There are many articles out there explaining TVL in detail, here I aim to bring a concise summary of what TVL is. Think of this as reference notes.
The simple definition
Total value locked is a figure that represents the spot value (usually in fiat terms i.e. USD) for all the assets that are currently staked in a specific protocol. The assets can be:
- Staked in simple yield protocols that allow depositors to receive an equal representation of their deposited tokens.
- Staked in lending protocols where the deposited assets are collateral for the loans.
- In the liquidity pools in an AMM (Automated Market Maker) exchange.
- Act as underlying for synthetic assets, futures contracts, and options.
- Liquidity for payment protocols facilitating the transfer of assets from l2 (layer 2) to the ETH mainnet.
The TVL figure for Defi would be the total value of the assets staked in the entire Defi system. This value does not represent any leverage created from the underlying assets. An analogy for this would be the funds a bank holds in its deposit throughout the fractional lending process.
The TVL is a metric used to gauge the health of a Defi protocol. The TVL of an asset can be interpreted as how much of the assets’ capital is utilised across the entire Defi ecosystem giving a rough idea of its utility. To make the metric more comparable across assets with different market caps, a TVL Ratio is used which is defined as:
Total market cap of locked asset / Total value locked
The market cap here can either be the total circulating supply or the total supply multiplied by the price of a single unit (token) of the asset. It’s important to note this variability factor in the metric.
The calculation above is accurate in a simple scenario where the value of the token deposited is counted once. However, the complex nature of Defi staking yields scenarios where value is counted twice. For example, say an investor stakes 10 ETH into a protocol and is then given 10 SETH tokens (staked Ethereum tokens) in return. Those 10 SETH tokens validate the investor's initial stake of ETH and the SETH tokens might be accepted by another protocol allowing the investor to stake their SETH tokens. Whilst the investor has introduced 10 ETH of value into the Defi space when the total TVL is calculated or the TVL per-protocol is calculated the values will be inflated due to this double counting. Such a scenario is common in Defi and thus TVL calculations should be given leeway.
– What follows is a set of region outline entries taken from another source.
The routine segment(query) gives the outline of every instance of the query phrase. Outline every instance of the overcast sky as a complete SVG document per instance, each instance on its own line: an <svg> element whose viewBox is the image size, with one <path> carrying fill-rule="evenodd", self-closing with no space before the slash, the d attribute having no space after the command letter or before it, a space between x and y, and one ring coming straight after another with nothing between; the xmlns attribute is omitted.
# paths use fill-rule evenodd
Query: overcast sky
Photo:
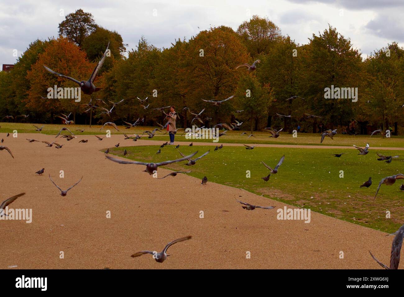
<svg viewBox="0 0 404 297"><path fill-rule="evenodd" d="M404 44L404 0L0 0L0 64L15 63L15 49L20 56L37 38L57 37L65 19L61 10L65 16L80 8L120 33L128 50L142 35L162 48L211 26L235 31L254 15L267 17L301 44L329 23L364 57L393 40Z"/></svg>

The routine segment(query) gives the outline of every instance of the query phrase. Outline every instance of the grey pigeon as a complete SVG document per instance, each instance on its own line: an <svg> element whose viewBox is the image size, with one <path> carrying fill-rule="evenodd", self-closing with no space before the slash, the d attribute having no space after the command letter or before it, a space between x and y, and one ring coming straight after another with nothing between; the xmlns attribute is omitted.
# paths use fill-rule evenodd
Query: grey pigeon
<svg viewBox="0 0 404 297"><path fill-rule="evenodd" d="M356 146L354 144L353 145L360 152L359 154L358 154L358 155L366 155L369 152L369 151L368 150L369 150L369 143L366 144L366 146L365 147L365 148L364 149L358 146Z"/></svg>
<svg viewBox="0 0 404 297"><path fill-rule="evenodd" d="M248 72L252 72L253 71L255 70L255 69L257 68L257 66L256 64L257 63L261 63L261 60L257 60L255 61L253 63L252 65L250 65L249 64L247 64L247 63L246 63L245 64L242 64L241 65L239 65L237 67L236 67L236 69L237 69L239 68L240 67L246 67L247 68L247 71Z"/></svg>
<svg viewBox="0 0 404 297"><path fill-rule="evenodd" d="M269 180L269 177L271 176L271 173L268 174L267 176L264 176L263 177L261 177L265 181L268 181Z"/></svg>
<svg viewBox="0 0 404 297"><path fill-rule="evenodd" d="M168 173L164 177L159 177L158 179L162 179L165 178L168 176L176 176L178 173L189 173L191 171L175 171Z"/></svg>
<svg viewBox="0 0 404 297"><path fill-rule="evenodd" d="M276 165L276 166L275 166L275 168L274 168L274 169L272 169L270 167L269 167L267 165L264 163L263 161L261 161L261 162L262 162L262 164L264 164L264 166L265 166L268 169L269 169L269 170L271 171L271 173L272 173L273 174L275 174L278 172L278 169L279 168L279 166L282 164L282 163L283 163L283 160L285 160L284 155L282 156L282 158L280 158L280 160L279 160L279 162L278 162L278 164Z"/></svg>
<svg viewBox="0 0 404 297"><path fill-rule="evenodd" d="M398 174L396 174L395 175L392 175L391 176L388 176L387 177L385 177L382 179L381 181L380 181L380 183L379 183L379 187L377 187L377 190L376 191L376 194L375 195L375 199L376 198L376 195L377 195L377 193L379 193L379 189L380 188L380 186L381 185L382 183L384 183L387 185L391 185L396 182L396 179L404 179L404 175L401 173L399 173Z"/></svg>
<svg viewBox="0 0 404 297"><path fill-rule="evenodd" d="M45 169L42 168L42 169L41 169L40 170L38 170L35 173L36 173L37 174L39 174L40 175L41 174L44 173L44 171L45 171Z"/></svg>
<svg viewBox="0 0 404 297"><path fill-rule="evenodd" d="M337 134L337 129L335 130L332 130L330 129L326 131L324 131L324 132L321 133L321 141L320 141L320 143L323 143L323 141L324 140L324 137L326 136L328 136L332 139L333 139L333 137L335 134Z"/></svg>
<svg viewBox="0 0 404 297"><path fill-rule="evenodd" d="M361 185L360 187L369 187L372 185L372 178L369 177L369 179L364 183L363 184Z"/></svg>
<svg viewBox="0 0 404 297"><path fill-rule="evenodd" d="M208 182L208 178L206 176L204 177L203 179L202 179L202 185L206 185L206 183Z"/></svg>
<svg viewBox="0 0 404 297"><path fill-rule="evenodd" d="M151 254L153 255L153 258L154 258L156 262L158 262L159 263L162 263L164 262L164 261L167 259L167 257L170 255L167 255L167 250L168 249L169 247L174 244L175 243L179 242L181 241L184 241L184 240L187 240L188 239L191 239L192 237L190 236L187 236L185 237L183 237L182 238L179 238L178 239L176 239L175 240L172 241L170 242L168 242L167 245L166 245L164 248L164 249L160 253L152 252L151 251L142 251L141 252L138 252L137 253L133 254L131 255L130 257L132 258L135 258L136 257L141 256L142 255L144 255L145 254Z"/></svg>
<svg viewBox="0 0 404 297"><path fill-rule="evenodd" d="M100 60L97 66L95 66L94 70L93 71L93 73L91 74L91 76L90 77L90 78L89 78L88 80L87 81L82 80L81 82L79 82L74 78L72 78L71 77L66 76L63 74L61 74L60 73L56 72L51 69L45 66L45 65L44 65L44 67L48 72L53 74L55 74L59 76L63 77L65 78L67 78L68 80L70 80L74 82L76 82L76 84L78 84L79 86L80 86L80 88L81 89L81 90L83 91L83 93L87 95L90 95L94 92L97 92L101 89L99 88L97 88L94 85L93 83L94 82L94 80L95 79L95 76L97 76L97 73L98 73L98 72L99 71L100 69L101 69L103 64L104 63L105 57L107 56L107 53L108 51L108 48L109 46L109 43L108 42L108 45L107 46L107 49L105 50L105 52L104 53L104 55L103 55L102 57L101 58L101 59Z"/></svg>
<svg viewBox="0 0 404 297"><path fill-rule="evenodd" d="M205 156L206 156L206 155L207 155L208 154L209 154L209 152L210 152L210 150L209 150L207 152L206 152L206 153L205 153L205 154L203 154L202 156L199 156L199 157L198 157L197 158L196 158L195 160L192 159L191 158L188 158L187 160L188 160L188 163L185 163L185 164L186 165L187 165L187 166L192 166L193 165L195 165L195 164L196 163L196 161L198 161L198 160L199 160L201 158L202 158L202 157L204 157ZM182 156L183 157L184 157L184 158L185 157L185 155L184 155L182 153L181 153L181 152L179 152L180 153L180 154L181 155L181 156Z"/></svg>
<svg viewBox="0 0 404 297"><path fill-rule="evenodd" d="M63 190L62 190L61 189L60 187L59 187L57 185L56 183L55 183L55 182L53 181L52 180L52 178L50 177L50 174L49 175L49 178L50 179L50 181L52 181L52 182L53 183L53 184L55 185L55 186L56 186L56 187L57 187L58 189L59 189L59 190L60 191L60 195L61 196L65 196L66 195L67 195L67 192L68 192L68 191L69 190L70 190L71 189L72 189L72 188L73 187L74 187L76 185L77 185L78 183L80 181L81 181L81 180L83 179L83 177L81 177L81 178L80 179L80 180L78 181L77 183L75 183L72 186L69 188L68 189L67 189L67 190L66 190L66 191L63 191Z"/></svg>
<svg viewBox="0 0 404 297"><path fill-rule="evenodd" d="M237 200L237 199L236 199ZM255 209L272 209L273 208L275 207L274 206L268 206L267 207L265 207L263 206L258 206L257 205L253 205L252 204L250 204L249 203L246 203L245 202L242 202L240 200L237 200L238 202L239 202L242 204L244 204L244 205L246 205L247 206L242 206L244 209L246 209L248 211L253 211Z"/></svg>
<svg viewBox="0 0 404 297"><path fill-rule="evenodd" d="M369 252L375 260L379 263L382 267L385 269L398 269L398 264L400 263L400 252L403 243L403 238L404 237L404 225L396 232L396 235L393 240L391 244L391 251L390 255L390 267L387 267L378 260L372 254L370 251Z"/></svg>
<svg viewBox="0 0 404 297"><path fill-rule="evenodd" d="M110 156L105 156L107 158L109 159L111 161L113 161L114 162L116 162L117 163L120 163L121 164L137 164L138 165L144 165L146 166L146 169L143 171L145 172L147 172L149 175L151 175L154 173L154 171L155 171L157 172L158 168L159 166L163 166L165 165L170 164L172 163L174 163L175 162L179 162L181 161L185 161L185 160L188 160L189 158L192 158L198 152L198 151L196 151L195 152L184 158L182 158L181 159L177 159L175 160L170 161L164 161L164 162L160 162L159 163L145 163L144 162L139 162L137 161L125 161L117 159L116 158L114 158L113 157L111 157Z"/></svg>
<svg viewBox="0 0 404 297"><path fill-rule="evenodd" d="M250 145L247 145L246 144L243 145L246 147L246 150L253 150L254 148L257 145L253 145L253 146L250 146Z"/></svg>

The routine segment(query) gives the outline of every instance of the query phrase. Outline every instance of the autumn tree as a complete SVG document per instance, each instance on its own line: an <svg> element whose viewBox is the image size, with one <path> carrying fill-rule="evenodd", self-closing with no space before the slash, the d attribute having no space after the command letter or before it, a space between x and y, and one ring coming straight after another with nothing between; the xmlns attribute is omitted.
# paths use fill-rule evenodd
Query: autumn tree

If looking at the TVL as measured by the market cap of the total circulating supply then theoretically the lower the TVL ratio the better since the more saturated the staking pool, the lower the ROI (return on investment) per token. Thus higher the TVL ratio, the lower the value of an asset should be.
Obviously, with the creativity of Defi, not every token is the same, and more factors impact a token’s price than just the TVL. For example, the utility of the token matters, if staking the token doesn’t generate yield then a TVL metric is almost worthless. Tokens that have governance properties may request a premium.
Even though it isn’t an all-encompassing metric for determining the value of a token, it’s still widely used and a great point of reference for investors like the Price to Equity ratio into equities. In fact, a Defi index by Defi pulse (the populariser of the TVL metric) exists to balancing its weights across the incorporated tokens via the TVL metric.